Sunday, November 4, 2012

Q&As from forever ago

Are classes in Opto school exclusively science classes w/ labs? Or is there any variation? From a nervous social science/humanities major haha...

First year consists of a lot of core science classes to build your foundation. You have them all throughout your time at optometry school (pharmacology, optics, systemic and ocular disease, etc), but later in the curriculum you get some less science-y classes like pediatrics, lifespan, low vision, things like that. There are also practice management courses throughout. There aren't many courses that don't involve science and/or math, though. Everything comes back to the eye and the brain after all, so if you aren't into science, that's something to think about.

Hi Krystal. I love your blog and optometry. Do you think it will be challenging to find a job once you're done with school? So far, that is my only concern about the profession. It's hard to get a feel for it when I talk to older doctors

I've touched on this previously. I honestly have no idea how hard it will be for me to find a job once I graduate. It's all about networking and the connections you make while you are in school.

Hi. I am nervous about all this. I realize that school will be hard, first semester being the hardest? Can you tell us your have written about first semester but does it get any easier? Please say it doesn't get any harder???

I think I've written about every semester I've completed so far... all 5.5 of them! Maybe look a little harder? Every semester is difficult in its own way. I'd have to say second year takes the cake for most difficult, though.

i was wondering how you're able to remember all the information you learn from class? I am an undergrad student and i feel like every time after a final, i for get EVERYTHING! But during the quarter i know the details well. how do you keep on top of this?
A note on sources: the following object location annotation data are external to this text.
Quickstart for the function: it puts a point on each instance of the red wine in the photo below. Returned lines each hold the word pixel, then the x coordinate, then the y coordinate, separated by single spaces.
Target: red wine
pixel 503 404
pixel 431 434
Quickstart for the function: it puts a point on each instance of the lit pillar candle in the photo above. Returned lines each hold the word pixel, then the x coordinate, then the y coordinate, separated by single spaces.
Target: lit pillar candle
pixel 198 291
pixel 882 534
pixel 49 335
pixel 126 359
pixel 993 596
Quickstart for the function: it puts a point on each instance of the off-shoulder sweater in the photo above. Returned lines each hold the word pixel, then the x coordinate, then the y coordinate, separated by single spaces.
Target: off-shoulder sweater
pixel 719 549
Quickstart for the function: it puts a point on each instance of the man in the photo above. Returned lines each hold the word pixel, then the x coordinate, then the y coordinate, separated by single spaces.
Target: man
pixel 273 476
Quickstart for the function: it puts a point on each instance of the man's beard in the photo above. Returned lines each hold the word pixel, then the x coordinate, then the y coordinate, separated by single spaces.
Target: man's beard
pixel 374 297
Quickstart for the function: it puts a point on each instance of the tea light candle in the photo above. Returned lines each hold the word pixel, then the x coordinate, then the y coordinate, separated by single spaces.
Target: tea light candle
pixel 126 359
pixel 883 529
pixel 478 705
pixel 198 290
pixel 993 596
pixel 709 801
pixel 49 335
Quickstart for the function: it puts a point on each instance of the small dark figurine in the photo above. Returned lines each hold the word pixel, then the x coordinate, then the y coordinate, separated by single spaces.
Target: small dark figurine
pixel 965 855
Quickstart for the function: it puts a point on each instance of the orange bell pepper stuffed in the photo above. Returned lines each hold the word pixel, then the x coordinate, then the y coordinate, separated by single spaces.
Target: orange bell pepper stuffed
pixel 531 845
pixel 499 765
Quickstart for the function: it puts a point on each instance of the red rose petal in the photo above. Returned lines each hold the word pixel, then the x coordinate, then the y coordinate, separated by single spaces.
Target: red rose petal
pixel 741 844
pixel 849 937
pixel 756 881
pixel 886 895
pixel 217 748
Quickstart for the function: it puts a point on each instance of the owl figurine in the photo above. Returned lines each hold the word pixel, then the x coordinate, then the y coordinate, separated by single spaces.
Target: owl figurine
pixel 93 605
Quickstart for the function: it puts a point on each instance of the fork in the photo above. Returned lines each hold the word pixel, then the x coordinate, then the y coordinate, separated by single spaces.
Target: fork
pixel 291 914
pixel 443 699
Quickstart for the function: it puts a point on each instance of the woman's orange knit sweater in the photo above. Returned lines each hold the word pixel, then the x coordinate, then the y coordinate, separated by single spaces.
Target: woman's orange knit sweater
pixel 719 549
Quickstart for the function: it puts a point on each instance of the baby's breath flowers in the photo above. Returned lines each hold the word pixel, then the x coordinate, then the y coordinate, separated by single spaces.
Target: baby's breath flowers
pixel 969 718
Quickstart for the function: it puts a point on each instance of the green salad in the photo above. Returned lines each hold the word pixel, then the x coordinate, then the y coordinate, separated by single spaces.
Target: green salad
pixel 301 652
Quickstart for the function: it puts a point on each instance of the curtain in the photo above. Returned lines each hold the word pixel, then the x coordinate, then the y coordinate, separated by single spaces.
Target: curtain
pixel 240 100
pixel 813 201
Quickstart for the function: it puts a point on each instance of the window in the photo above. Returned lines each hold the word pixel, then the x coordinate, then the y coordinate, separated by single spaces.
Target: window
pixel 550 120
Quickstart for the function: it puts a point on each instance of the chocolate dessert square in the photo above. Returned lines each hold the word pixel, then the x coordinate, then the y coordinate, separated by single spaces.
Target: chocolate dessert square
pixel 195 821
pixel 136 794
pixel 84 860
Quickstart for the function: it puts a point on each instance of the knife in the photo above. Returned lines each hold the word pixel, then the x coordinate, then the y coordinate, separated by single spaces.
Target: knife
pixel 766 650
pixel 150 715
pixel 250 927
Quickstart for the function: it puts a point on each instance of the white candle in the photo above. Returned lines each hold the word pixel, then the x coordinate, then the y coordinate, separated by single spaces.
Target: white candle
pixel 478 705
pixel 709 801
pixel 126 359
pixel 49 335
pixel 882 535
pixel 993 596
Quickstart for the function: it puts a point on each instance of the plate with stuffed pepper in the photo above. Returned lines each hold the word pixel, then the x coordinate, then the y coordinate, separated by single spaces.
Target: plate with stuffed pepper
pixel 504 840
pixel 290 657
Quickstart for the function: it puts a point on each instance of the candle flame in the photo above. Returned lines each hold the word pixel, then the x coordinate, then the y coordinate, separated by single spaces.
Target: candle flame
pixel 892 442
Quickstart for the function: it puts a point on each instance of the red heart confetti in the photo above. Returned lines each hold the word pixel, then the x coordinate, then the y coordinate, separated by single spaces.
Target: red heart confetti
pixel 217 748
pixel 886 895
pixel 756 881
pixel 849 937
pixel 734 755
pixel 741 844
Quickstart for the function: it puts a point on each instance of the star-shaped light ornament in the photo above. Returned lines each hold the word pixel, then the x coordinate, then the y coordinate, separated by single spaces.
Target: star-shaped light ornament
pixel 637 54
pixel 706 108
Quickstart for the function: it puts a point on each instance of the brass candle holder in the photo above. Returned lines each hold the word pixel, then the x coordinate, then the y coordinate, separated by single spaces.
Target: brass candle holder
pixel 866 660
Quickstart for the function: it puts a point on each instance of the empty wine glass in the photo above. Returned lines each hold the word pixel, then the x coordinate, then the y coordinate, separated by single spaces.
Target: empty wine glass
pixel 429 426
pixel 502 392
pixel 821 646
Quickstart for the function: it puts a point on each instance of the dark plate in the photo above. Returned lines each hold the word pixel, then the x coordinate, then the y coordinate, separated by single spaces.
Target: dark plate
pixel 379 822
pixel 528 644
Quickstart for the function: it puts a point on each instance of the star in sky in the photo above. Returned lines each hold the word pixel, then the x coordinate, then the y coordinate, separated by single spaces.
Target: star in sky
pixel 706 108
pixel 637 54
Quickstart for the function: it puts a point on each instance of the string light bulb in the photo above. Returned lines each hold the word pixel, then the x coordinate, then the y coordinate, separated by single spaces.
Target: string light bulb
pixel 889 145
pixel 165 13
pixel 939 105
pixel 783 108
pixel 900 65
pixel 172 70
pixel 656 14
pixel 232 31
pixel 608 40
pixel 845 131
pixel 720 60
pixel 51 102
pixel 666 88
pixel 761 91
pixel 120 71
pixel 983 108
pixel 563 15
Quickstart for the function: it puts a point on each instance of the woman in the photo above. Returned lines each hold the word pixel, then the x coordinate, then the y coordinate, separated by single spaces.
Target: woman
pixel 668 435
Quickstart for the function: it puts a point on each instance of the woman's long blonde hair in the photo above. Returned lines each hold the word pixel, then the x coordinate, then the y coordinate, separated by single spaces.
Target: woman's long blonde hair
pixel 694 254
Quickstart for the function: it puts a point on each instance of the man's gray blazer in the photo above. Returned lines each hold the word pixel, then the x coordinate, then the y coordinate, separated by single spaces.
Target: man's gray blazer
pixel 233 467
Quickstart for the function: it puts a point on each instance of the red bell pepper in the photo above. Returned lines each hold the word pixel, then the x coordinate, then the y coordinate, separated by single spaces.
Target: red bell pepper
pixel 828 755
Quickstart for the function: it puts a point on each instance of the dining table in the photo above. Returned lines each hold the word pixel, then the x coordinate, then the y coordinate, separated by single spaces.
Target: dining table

To study in a program like this, there isn't much you can do besides the "binge and purge" study bulimia method. As for the things I retain, basically you learn and revisit the fundamentals over and over again in multiple classes, and when you are practically applying what you've learned while you're in clinic, the most commonly encountered and important details stick. Your career is real life, though, and nobody expects you to know everything about everything off the top of your head. That's why text, smart phone, and internet references are your friend. :)


  1. Hi there!
    I just got into optometry school and I was wondering if there was any pearls of wisdom you could pass down about study tactics for 1st semester? Although I go to university in Australia and it might be slightly different, I've heard that's when they dump all the theory on you.
    Also I'd really love to know if the ideas you had of the OD have lived up to your expectations so far.
    Thanks alot!

  2. I love the way you wrote this article Miss Crystal. Manhattan eye doctors

  3. I'm going to join the Q&A. I was wondering how diet affects eye
    health? For instance, I have hypoglycemia--besides avoiding certain
    foods for blood sugar, should I avoid certain foods for my vision? I've
    always heard that carrots improve eyesight, but that's the only "food
    lore" I've heard related to eyes. Thanks!

    Edith |

  4. I have always had pretty good eyesight but lately it has gotten progressively worse. It has been a weird process for me because I'm not used to it but I went to the eye doctor and I got some glasses. It's feels so good to be able to see clearly now.

  5. I have been noticing that the more you try and find the fun out of studying the material the easier it is to remember. I think because health classes build off of each other, if you would know everything about the eye. Even as an optometrist, you would know a lot about the different causes to impairments. I like what you said that we aren't perfect.

  6. I think your response to the student worried about finding a job is extremely accurate. There's no good way to predict the job market, and it depends a lot on the individual and their networking. That said, optometry is a pretty safe field. If you can get into internships and smaller opportunities, you should be able to work your way up. |

  7. It does not seem unreasonable to suggest that aforementioned guidelines and the course of actions in all due fairness helping the students to do well in getting the particular job along with the process of advancing further in lifetime scenario. In addition, if someone had the opportunity to do well in every dimension in terms of educational or fundamentals issues, which are the key part to make anyone, well enough for any job then there is nothing better than that. The best essay services online also can help.As one might expect proper guidance and position are necessary to show someone on front of the people who are taking the guard for involving them in the job profession. Therefore great experiences to follow and deliver. Thanks for sharing.

  8. I think if you do your internships right and make connections while you have access to them you should be able to get a job. Optometrists are needed everywhere, because lots of people need help with their eyes and sight. Just like everything else, though, it's somewhat about connections.